Marcel Aregger leitet die IT der Pilatus Flugzeugwerke. Das Schweizer Traditionsunternehmen setzt IT unter anderem auch bei der Entwicklung seiner Flugzeuge ein, die heute von der Nase bis zur Heckflosse digital konzipiert werden.

Artikel erschienen in Swiss IT Magazine 2021/11

     

Swiss IT Magazine»: Wie sind Sie zu Ihrem Job bei den Pilatus Flugzeugwerken gekommen? Könnten Sie Ihren Werdegang skizzieren?
Marcel Aregger:
Als Maschinenbauer im Seilbahnbau bin ich schon früh mit CAD-Lösungen in Berührung gekommen. Diese Technologie hat das Interesse für Informationstechnologie in mir geweckt, worauf ich ein Informatik-­Studium absolviert habe. Dieser Schritt hat es mir ermöglicht, in die Technische Informatik der Pilatus Flugzeugwerke zu wechseln, ein Fachbereich, der IT-Lösungen für das Engieering bereitstellt. Mein technischer Background, die solide Informatik-Ausbildung und die Informatik von Pilatus haben mir viele Möglichkeiten eröffnet, mich zu entwickeln. Ich bin seit mehr als 17 Jahren bei Pilatus und durfte eine spannende Entwicklung der Unternehmung miterleben und mitgestalten. Und diese Reise ist noch nicht vorbei!

Haben Sie eine besondere Affinität zu Flugzeugen und zur Luftfahrt im ­Allgemeinen?
Ich fühle mich nicht primär nur von Flugzeugen angesprochen. Es ist die Faszination für Unternehmen, die anspruchsvolle und innovative Produkte herstellen und sich im Markt entsprechend behaupten können. Ich erlebe immer wieder Wow-Momente, wenn ich auf dem Pilatus-Tarmac vor einem PC-24 oder PC-21 stehe. Jeder Informatiker leistet hier einen Beitrag, um solche Produkte zu bauen und zu betreiben.
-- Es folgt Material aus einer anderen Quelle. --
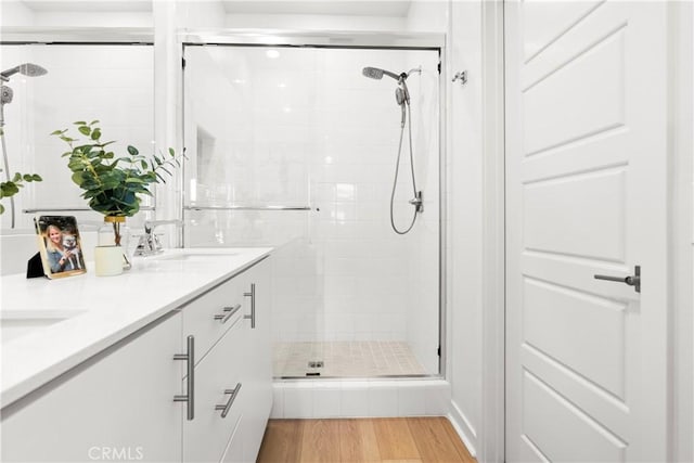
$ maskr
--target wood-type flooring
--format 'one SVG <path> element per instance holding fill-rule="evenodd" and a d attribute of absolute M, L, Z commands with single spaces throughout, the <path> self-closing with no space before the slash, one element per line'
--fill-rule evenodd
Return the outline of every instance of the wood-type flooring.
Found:
<path fill-rule="evenodd" d="M 258 463 L 477 463 L 445 417 L 270 420 Z"/>

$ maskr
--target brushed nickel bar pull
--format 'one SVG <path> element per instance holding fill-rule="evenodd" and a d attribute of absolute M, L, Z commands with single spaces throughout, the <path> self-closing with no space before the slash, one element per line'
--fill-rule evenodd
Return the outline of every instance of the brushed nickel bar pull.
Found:
<path fill-rule="evenodd" d="M 256 284 L 250 283 L 250 293 L 243 294 L 246 297 L 250 297 L 250 314 L 243 316 L 244 319 L 250 319 L 250 329 L 256 327 Z"/>
<path fill-rule="evenodd" d="M 215 320 L 219 320 L 221 323 L 227 323 L 230 318 L 234 316 L 241 309 L 241 304 L 236 304 L 234 307 L 224 307 L 222 310 L 224 313 L 217 313 Z"/>
<path fill-rule="evenodd" d="M 633 268 L 633 275 L 629 276 L 613 276 L 613 275 L 593 275 L 595 280 L 615 281 L 618 283 L 625 283 L 629 286 L 633 286 L 637 293 L 641 293 L 641 266 Z"/>
<path fill-rule="evenodd" d="M 231 406 L 234 403 L 234 400 L 236 400 L 236 397 L 239 397 L 240 390 L 241 390 L 241 383 L 236 383 L 236 387 L 234 387 L 233 389 L 224 389 L 224 394 L 230 394 L 231 397 L 229 397 L 229 400 L 223 406 L 215 406 L 215 410 L 222 411 L 221 417 L 227 417 L 227 415 L 229 414 L 229 410 L 231 409 Z"/>
<path fill-rule="evenodd" d="M 311 210 L 310 206 L 183 206 L 184 210 Z"/>
<path fill-rule="evenodd" d="M 187 361 L 187 384 L 188 394 L 182 396 L 174 396 L 175 402 L 188 402 L 187 407 L 187 420 L 192 421 L 195 417 L 195 336 L 191 335 L 187 338 L 188 353 L 177 353 L 174 356 L 174 360 Z"/>

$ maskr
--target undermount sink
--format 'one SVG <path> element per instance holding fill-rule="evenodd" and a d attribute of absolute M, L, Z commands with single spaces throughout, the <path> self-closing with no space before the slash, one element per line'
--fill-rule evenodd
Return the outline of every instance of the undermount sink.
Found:
<path fill-rule="evenodd" d="M 26 313 L 17 312 L 0 312 L 0 339 L 2 344 L 26 336 L 43 327 L 54 325 L 56 323 L 69 320 L 82 311 L 60 311 L 60 312 L 41 312 Z"/>

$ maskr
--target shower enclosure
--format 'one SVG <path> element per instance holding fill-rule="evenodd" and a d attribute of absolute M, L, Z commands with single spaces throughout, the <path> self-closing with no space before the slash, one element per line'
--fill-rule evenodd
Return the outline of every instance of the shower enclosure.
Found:
<path fill-rule="evenodd" d="M 277 246 L 274 375 L 438 375 L 440 48 L 183 54 L 184 245 Z"/>

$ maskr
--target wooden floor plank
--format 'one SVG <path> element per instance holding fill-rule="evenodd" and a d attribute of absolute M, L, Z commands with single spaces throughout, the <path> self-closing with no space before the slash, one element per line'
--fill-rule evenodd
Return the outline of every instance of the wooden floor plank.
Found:
<path fill-rule="evenodd" d="M 417 460 L 420 452 L 410 434 L 407 421 L 375 419 L 373 427 L 383 460 Z"/>
<path fill-rule="evenodd" d="M 463 455 L 451 440 L 442 422 L 445 417 L 409 417 L 410 433 L 424 462 L 462 462 Z"/>
<path fill-rule="evenodd" d="M 339 421 L 307 420 L 301 439 L 301 462 L 339 462 Z"/>
<path fill-rule="evenodd" d="M 445 417 L 270 420 L 259 463 L 477 463 Z"/>
<path fill-rule="evenodd" d="M 381 462 L 376 433 L 371 420 L 337 420 L 339 455 L 343 462 Z"/>
<path fill-rule="evenodd" d="M 258 463 L 298 463 L 305 420 L 270 420 L 265 429 Z"/>

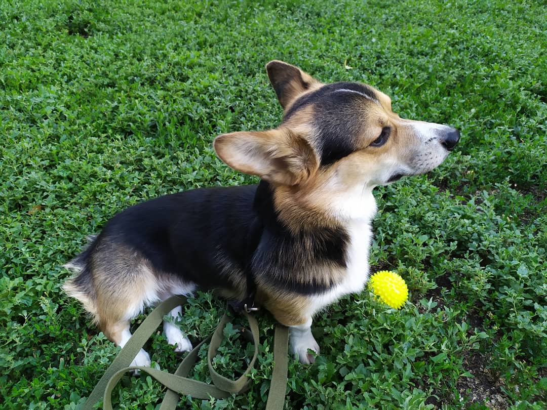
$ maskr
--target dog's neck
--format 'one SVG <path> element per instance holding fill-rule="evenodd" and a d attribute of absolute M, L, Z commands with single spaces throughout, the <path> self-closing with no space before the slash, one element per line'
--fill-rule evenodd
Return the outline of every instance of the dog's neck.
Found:
<path fill-rule="evenodd" d="M 355 223 L 370 223 L 376 213 L 373 188 L 355 187 L 339 195 L 322 196 L 316 192 L 302 197 L 292 187 L 275 188 L 262 180 L 254 207 L 267 226 L 281 224 L 293 234 L 318 229 L 346 229 Z M 315 200 L 317 198 L 317 200 Z"/>

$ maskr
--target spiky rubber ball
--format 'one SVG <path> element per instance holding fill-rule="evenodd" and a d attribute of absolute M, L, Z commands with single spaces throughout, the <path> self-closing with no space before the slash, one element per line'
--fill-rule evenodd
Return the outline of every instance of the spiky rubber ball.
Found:
<path fill-rule="evenodd" d="M 404 279 L 394 272 L 380 271 L 370 277 L 369 286 L 386 304 L 400 309 L 409 297 Z"/>

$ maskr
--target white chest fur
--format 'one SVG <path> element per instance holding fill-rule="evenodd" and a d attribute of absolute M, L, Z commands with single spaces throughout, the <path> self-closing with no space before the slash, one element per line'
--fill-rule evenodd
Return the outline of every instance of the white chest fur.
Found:
<path fill-rule="evenodd" d="M 351 293 L 360 292 L 369 278 L 369 252 L 372 241 L 370 222 L 376 214 L 376 201 L 371 192 L 362 203 L 360 215 L 347 224 L 350 243 L 346 253 L 346 268 L 344 279 L 328 292 L 313 296 L 307 312 L 312 316 L 318 311 Z M 364 210 L 366 209 L 366 210 Z M 368 212 L 367 212 L 368 211 Z"/>

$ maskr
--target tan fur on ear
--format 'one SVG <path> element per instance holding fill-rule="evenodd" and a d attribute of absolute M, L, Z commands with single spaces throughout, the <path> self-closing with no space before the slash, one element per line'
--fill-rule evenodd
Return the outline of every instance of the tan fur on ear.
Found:
<path fill-rule="evenodd" d="M 277 95 L 277 99 L 287 110 L 296 97 L 309 90 L 322 85 L 311 75 L 298 67 L 274 60 L 266 65 L 270 82 Z"/>
<path fill-rule="evenodd" d="M 234 169 L 276 184 L 301 184 L 319 166 L 307 141 L 284 127 L 223 134 L 215 138 L 213 146 L 219 157 Z"/>

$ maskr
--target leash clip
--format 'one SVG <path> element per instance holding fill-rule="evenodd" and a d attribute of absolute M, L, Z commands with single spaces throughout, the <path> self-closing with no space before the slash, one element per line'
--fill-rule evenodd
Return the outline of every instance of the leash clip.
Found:
<path fill-rule="evenodd" d="M 249 307 L 247 307 L 247 303 L 245 303 L 243 306 L 243 308 L 245 309 L 245 312 L 246 312 L 247 313 L 250 313 L 252 312 L 256 312 L 257 311 L 260 310 L 260 308 L 257 308 L 254 307 L 254 302 L 253 303 L 253 306 L 250 306 Z"/>

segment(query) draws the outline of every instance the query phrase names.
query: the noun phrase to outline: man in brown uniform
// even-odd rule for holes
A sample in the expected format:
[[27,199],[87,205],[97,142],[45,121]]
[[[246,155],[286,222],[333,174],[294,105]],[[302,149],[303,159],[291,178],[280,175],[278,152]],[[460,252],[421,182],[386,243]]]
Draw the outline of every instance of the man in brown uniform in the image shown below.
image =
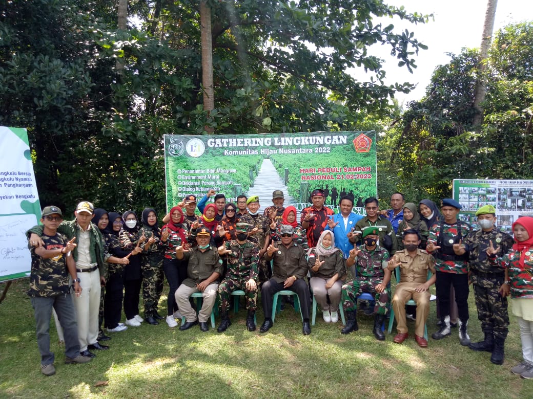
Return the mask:
[[[415,322],[415,340],[419,346],[425,348],[427,341],[424,338],[424,326],[430,311],[429,288],[435,283],[435,259],[423,250],[418,249],[420,237],[416,230],[411,229],[403,233],[405,249],[399,251],[389,261],[391,271],[400,267],[400,282],[392,297],[398,333],[394,342],[401,344],[409,336],[406,322],[405,304],[411,298],[416,302],[416,320]],[[427,270],[433,275],[427,279]]]

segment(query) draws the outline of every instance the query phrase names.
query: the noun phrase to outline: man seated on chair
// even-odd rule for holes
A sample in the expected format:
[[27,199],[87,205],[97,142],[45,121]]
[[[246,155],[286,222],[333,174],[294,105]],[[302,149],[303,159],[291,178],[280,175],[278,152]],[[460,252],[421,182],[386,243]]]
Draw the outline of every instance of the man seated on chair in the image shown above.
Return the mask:
[[349,334],[359,329],[356,315],[357,297],[363,293],[368,293],[376,299],[372,332],[376,339],[382,341],[385,339],[385,334],[381,327],[390,298],[390,288],[387,286],[391,280],[391,271],[387,266],[390,257],[388,251],[377,244],[379,238],[378,228],[366,227],[363,229],[361,238],[364,244],[351,250],[346,260],[346,268],[356,264],[357,276],[352,281],[342,286],[341,302],[347,320],[346,326],[341,332]]
[[[209,245],[210,230],[200,225],[197,231],[198,245],[189,250],[184,249],[181,245],[176,247],[176,257],[185,259],[188,261],[188,278],[176,290],[174,296],[182,315],[187,320],[180,329],[188,329],[199,321],[200,329],[205,332],[209,330],[207,320],[216,301],[216,291],[219,288],[216,279],[222,273],[222,261],[216,248]],[[198,317],[189,301],[189,297],[196,292],[201,292],[204,298]]]
[[273,260],[272,278],[263,284],[261,288],[261,300],[265,321],[261,326],[260,332],[266,332],[272,326],[272,300],[274,294],[283,289],[290,289],[298,294],[300,310],[303,319],[302,332],[304,335],[311,334],[309,324],[309,288],[305,280],[307,275],[307,260],[305,251],[293,239],[294,230],[290,225],[284,225],[280,230],[281,244],[272,243],[266,249],[265,259],[267,262]]
[[[246,298],[246,328],[255,331],[256,303],[257,300],[257,267],[259,262],[259,247],[247,239],[248,228],[246,223],[237,223],[235,231],[237,239],[227,241],[219,248],[219,254],[228,260],[226,276],[219,286],[220,300],[220,314],[222,320],[216,329],[223,332],[231,325],[228,310],[230,307],[230,295],[236,289],[244,291]],[[235,298],[235,301],[239,298]]]
[[[402,237],[405,249],[394,254],[389,262],[389,270],[400,267],[400,282],[392,297],[392,309],[396,319],[398,333],[394,342],[401,344],[409,336],[406,323],[405,304],[411,298],[416,302],[415,340],[419,346],[425,348],[427,341],[424,330],[430,311],[429,288],[435,283],[435,259],[423,250],[418,249],[420,236],[414,229],[406,230]],[[427,270],[433,275],[427,279]]]

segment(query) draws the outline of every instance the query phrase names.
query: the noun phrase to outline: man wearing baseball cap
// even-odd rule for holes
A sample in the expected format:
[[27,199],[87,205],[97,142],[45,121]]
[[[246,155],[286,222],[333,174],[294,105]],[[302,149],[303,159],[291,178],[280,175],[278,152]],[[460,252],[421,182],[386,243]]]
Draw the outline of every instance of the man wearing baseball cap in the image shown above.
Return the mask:
[[457,255],[468,254],[478,318],[484,334],[484,339],[471,342],[469,347],[492,352],[490,361],[502,364],[509,325],[506,297],[510,289],[505,269],[497,259],[507,253],[513,242],[511,236],[496,228],[496,212],[491,205],[478,209],[475,215],[481,228],[469,234],[462,243],[454,244],[454,251]]
[[[88,201],[82,201],[74,211],[76,219],[63,221],[58,231],[74,239],[76,247],[72,254],[76,262],[76,270],[83,295],[74,298],[74,305],[78,322],[78,337],[80,353],[83,356],[94,358],[96,355],[88,350],[103,351],[109,349],[101,345],[98,338],[98,313],[100,310],[101,284],[105,285],[107,264],[105,260],[111,256],[105,253],[105,244],[98,227],[91,221],[94,206]],[[32,227],[30,244],[41,246],[43,242],[43,226]],[[35,243],[35,244],[34,244]]]
[[441,201],[440,211],[443,219],[430,228],[426,250],[437,262],[437,281],[435,287],[439,300],[441,326],[431,337],[442,339],[451,331],[450,325],[450,288],[455,290],[455,302],[459,314],[459,339],[461,345],[470,343],[468,335],[468,255],[456,255],[454,244],[460,244],[470,231],[470,226],[457,219],[461,204],[451,198]]

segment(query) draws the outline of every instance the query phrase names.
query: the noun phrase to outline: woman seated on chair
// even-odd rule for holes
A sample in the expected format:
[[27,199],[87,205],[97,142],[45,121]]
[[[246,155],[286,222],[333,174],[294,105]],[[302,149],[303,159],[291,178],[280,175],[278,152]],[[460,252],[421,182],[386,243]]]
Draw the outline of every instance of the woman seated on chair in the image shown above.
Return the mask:
[[322,308],[322,317],[326,323],[338,321],[338,305],[342,288],[341,278],[346,274],[342,252],[335,246],[334,243],[333,232],[325,230],[320,235],[317,246],[308,251],[311,289]]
Welche Rolle haben Sie bei Pilatus als Leiter der IT und wie sind Sie und Ihr Team in die Organisation des Unternehmens eingebettet?
Einfach ausgedrückt gibt es bei Pilatus drei übergeordnete Bereiche, wo IT Services oder -Produkte entstehen. Bei Airborne-Software geht es um Lösungen, die für das Gesamtsystem Flugzeug ent­wickelt wurden. Sie werden vom ­Engineering verantwortet. Software-­Lösungen und Simulatoren für das Pilot Ground & Flight Training sind eng mit dem Produkt gekoppelt und liegen in der Verantwortung eines weiteren, spezialisierten Fachbereiches. Der ganze Rest wird von der Pilatus-IT verantwortet. Der VP Supply Chain & ICT vertritt die Interessen der ICT in der Geschäftsleitung.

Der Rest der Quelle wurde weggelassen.